Although some oppose Obama’s health care plan and believe the federal government may be overstepping boundaries, the support for women to have access to birth control is present.

‘Employers, even religiously affiliated employers, don’t have a right to know what kind of medicine their employees take,’ said Brittany Beyer, freshman international relations major and secretary of SU College Republicans. ‘Whatever they decide to use, that prescription plan is between them and their doctor.’

Though she said she is opposed to Obama’s health care plan, she does support all women having access to birth control. She said college students are responsible for their own decisions concerning their sex lives and contraception. Universities are the only way many college students have access to contraception, so it would benefit students if institutions supply it, Beyer said.



Amy Snider, senior history and political science major and president of SU College Democrats, said she is strongly in favor of Obama’s health care plan. She said she believes Obama’s decision to mandate health insurance coverage for contraceptives is noble and a ‘step in the right direction’ for the nation.

‘It is abhorrent that in the 21st century insurance companies must be forced to provide their female clients with birth control coverage,’ Snider said. ‘Even more sickening is the fact that many insurance companies, including my own, will provide coverage for Viagra, but not for contraceptives.’

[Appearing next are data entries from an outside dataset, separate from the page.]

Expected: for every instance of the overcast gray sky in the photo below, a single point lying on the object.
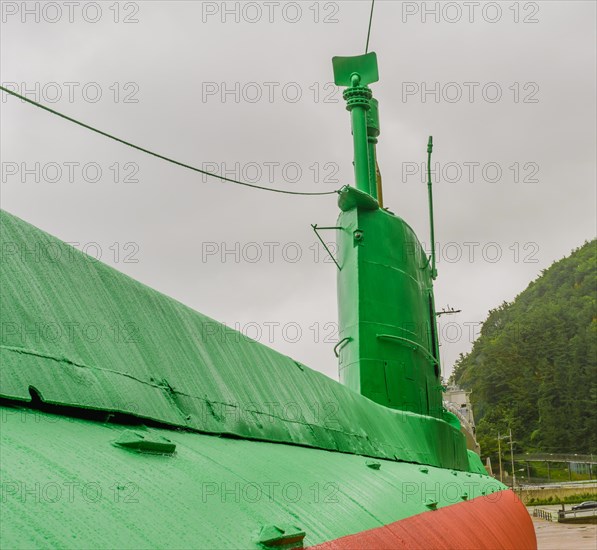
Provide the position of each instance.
(506, 88)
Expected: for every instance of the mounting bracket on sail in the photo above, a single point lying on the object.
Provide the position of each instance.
(365, 66)
(316, 229)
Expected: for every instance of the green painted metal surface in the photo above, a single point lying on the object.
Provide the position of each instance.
(385, 294)
(83, 334)
(386, 309)
(66, 485)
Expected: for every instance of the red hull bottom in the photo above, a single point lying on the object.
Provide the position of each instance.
(497, 521)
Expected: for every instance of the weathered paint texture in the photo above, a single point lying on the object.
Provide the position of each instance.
(497, 521)
(83, 334)
(68, 483)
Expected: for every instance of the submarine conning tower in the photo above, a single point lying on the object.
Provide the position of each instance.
(388, 345)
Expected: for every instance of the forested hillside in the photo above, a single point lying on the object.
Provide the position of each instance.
(534, 366)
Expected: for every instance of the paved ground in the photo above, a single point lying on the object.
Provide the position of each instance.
(564, 536)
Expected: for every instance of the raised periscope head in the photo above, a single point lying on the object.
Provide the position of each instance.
(388, 348)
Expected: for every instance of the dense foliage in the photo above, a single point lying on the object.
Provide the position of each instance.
(534, 366)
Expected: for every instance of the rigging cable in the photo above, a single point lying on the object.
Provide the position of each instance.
(162, 157)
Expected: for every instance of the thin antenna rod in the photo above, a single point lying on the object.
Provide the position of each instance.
(431, 222)
(369, 31)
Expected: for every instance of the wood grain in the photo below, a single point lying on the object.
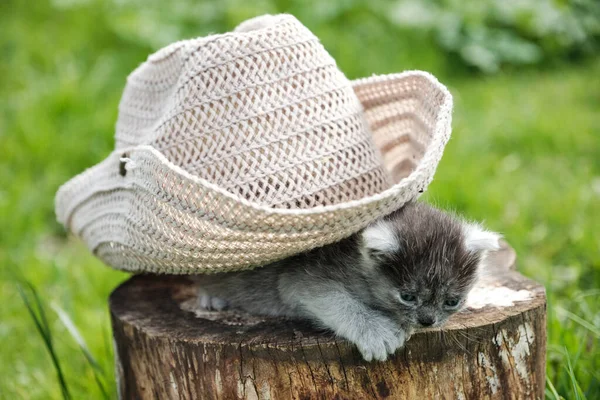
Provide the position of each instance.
(494, 349)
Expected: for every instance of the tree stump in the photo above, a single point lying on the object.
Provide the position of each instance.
(495, 348)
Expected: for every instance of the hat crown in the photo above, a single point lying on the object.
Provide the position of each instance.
(262, 112)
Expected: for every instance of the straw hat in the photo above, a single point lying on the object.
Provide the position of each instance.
(236, 150)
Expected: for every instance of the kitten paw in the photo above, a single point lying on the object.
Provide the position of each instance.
(383, 338)
(208, 302)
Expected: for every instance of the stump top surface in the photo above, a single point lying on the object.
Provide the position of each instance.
(161, 305)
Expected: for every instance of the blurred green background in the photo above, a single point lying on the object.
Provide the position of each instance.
(524, 155)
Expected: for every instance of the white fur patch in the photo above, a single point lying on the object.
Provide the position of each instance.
(478, 239)
(381, 237)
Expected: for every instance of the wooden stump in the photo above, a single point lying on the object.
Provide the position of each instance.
(493, 349)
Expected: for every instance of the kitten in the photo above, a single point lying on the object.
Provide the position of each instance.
(413, 268)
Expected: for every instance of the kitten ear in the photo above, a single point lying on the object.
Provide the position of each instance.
(478, 239)
(380, 238)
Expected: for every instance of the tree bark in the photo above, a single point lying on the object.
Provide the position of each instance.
(495, 348)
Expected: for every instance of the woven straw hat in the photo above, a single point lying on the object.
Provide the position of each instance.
(236, 150)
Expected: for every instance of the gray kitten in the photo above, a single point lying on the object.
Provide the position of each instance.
(413, 268)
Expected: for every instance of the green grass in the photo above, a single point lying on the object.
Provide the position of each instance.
(524, 157)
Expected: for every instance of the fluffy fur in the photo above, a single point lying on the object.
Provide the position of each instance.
(413, 268)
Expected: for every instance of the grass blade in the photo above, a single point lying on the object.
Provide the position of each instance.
(42, 326)
(576, 389)
(97, 370)
(576, 318)
(552, 389)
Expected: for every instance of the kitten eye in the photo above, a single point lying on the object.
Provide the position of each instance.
(452, 303)
(408, 298)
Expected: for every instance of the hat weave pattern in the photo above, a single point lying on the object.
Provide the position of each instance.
(236, 150)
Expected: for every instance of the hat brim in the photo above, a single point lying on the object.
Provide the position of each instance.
(159, 218)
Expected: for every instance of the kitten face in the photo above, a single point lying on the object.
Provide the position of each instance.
(422, 263)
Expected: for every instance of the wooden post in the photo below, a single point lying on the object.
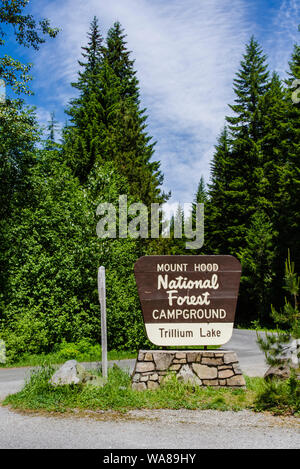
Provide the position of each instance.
(102, 301)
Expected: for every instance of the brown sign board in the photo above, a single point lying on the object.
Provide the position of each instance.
(188, 300)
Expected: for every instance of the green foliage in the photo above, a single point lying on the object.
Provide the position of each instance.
(275, 344)
(252, 211)
(118, 395)
(279, 396)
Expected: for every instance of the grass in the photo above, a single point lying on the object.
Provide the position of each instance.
(92, 354)
(117, 395)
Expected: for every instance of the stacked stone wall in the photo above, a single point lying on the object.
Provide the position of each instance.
(200, 368)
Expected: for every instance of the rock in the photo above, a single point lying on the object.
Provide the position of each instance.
(143, 367)
(153, 385)
(230, 357)
(148, 357)
(226, 373)
(162, 360)
(204, 371)
(237, 380)
(72, 372)
(139, 386)
(187, 375)
(282, 371)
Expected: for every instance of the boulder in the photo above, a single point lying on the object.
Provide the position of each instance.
(282, 371)
(72, 372)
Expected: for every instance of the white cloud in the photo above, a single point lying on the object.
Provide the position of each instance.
(186, 52)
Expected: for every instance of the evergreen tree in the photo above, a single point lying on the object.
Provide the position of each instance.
(106, 122)
(119, 60)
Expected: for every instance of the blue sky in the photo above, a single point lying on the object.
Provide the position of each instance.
(186, 55)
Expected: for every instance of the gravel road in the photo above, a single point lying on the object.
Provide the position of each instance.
(166, 429)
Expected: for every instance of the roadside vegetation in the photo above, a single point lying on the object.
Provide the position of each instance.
(39, 395)
(82, 351)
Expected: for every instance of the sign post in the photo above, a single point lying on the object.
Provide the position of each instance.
(188, 300)
(102, 301)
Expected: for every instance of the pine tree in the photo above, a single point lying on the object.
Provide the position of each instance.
(216, 210)
(106, 123)
(134, 150)
(119, 60)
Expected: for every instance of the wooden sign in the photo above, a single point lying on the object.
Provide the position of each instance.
(188, 300)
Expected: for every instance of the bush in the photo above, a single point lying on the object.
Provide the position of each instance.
(279, 396)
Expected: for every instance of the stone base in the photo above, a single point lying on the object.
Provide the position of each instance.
(198, 367)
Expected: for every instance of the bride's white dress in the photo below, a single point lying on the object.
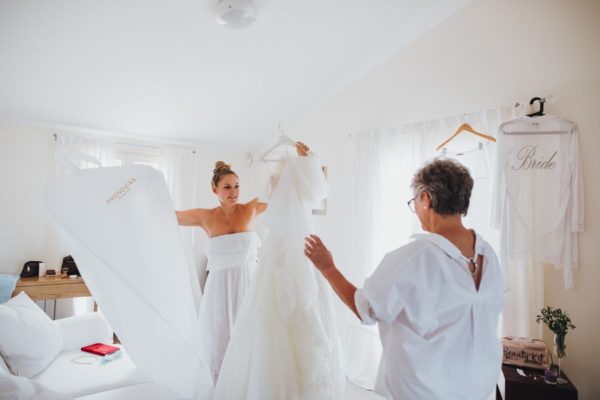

Snider said she applauds Obama for furthering women’s rights and increasing access for women to preventive methods.

On March 1, the Senate voted to defeat a Republican proposal known as the Blunt Amendment, which would have allowed employers to opt out of providing health care coverage they disagree with on moral grounds, according to a March 1 article published by CNN.

Gaby Levy, sophomore photography major and member of College Democrats, said she opposes the Blunt Amendment.

She said if the Blunt Amendment were to pass, it would allow conservative or religious organizations to be selective of what medical treatments they want to cover based on ideological reasoning.

‘If the fear is that, by offering birth control to students, the schools are enabling unholy behavior, then I think those schools should think long and hard about whether or not the overall well-being of their female student body matters at all,’ Levy said.

Robin Riley, a professor of women’s and gender studies at SU, said she thinks the availability of birth control is important for women.

‘It allows women to act on their desires without fear of the life-altering experience of unwanted pregnancy,’ Riley said in an email. ‘Most women of all religions use birth control, so this is something of a false debate,’

People are going to have sex, she said, and therefore, they should be safe from unplanned pregnancy, as the availability of birth control reduces the need for abortions.

Levy also said she does not see the availability of birth control as a factor in whether individuals choose to engage in premarital sex.

‘The questions surrounding this component of the health care plan have a lot less to do with stopping premarital sex than they do with whether or not supporting the coverage of contraception encourages promiscuous sexual conduct,’ she said.

Consensual sexual relations have been going on between unmarried partners for decades, Levy said, and whether birth control is included in health care plans isn’t going to change that fact.

Dylan Rocke, a sophomore music industry and music history and cultures major and the vice president of College Republicans, said he is opposed to Obama’s plan because he said he does not believe the federal government should spend taxpayer money on supplying birth control. He said he does believe, however, that universities should have the power to supply contraceptives if they are spending their own tuition money.

‘It is every woman’s right to have access to birth control if she deems it necessary,’ College Republicans Secretary Beyer said. ‘Regardless of religious affiliation, you should have access to birth control if you want it.’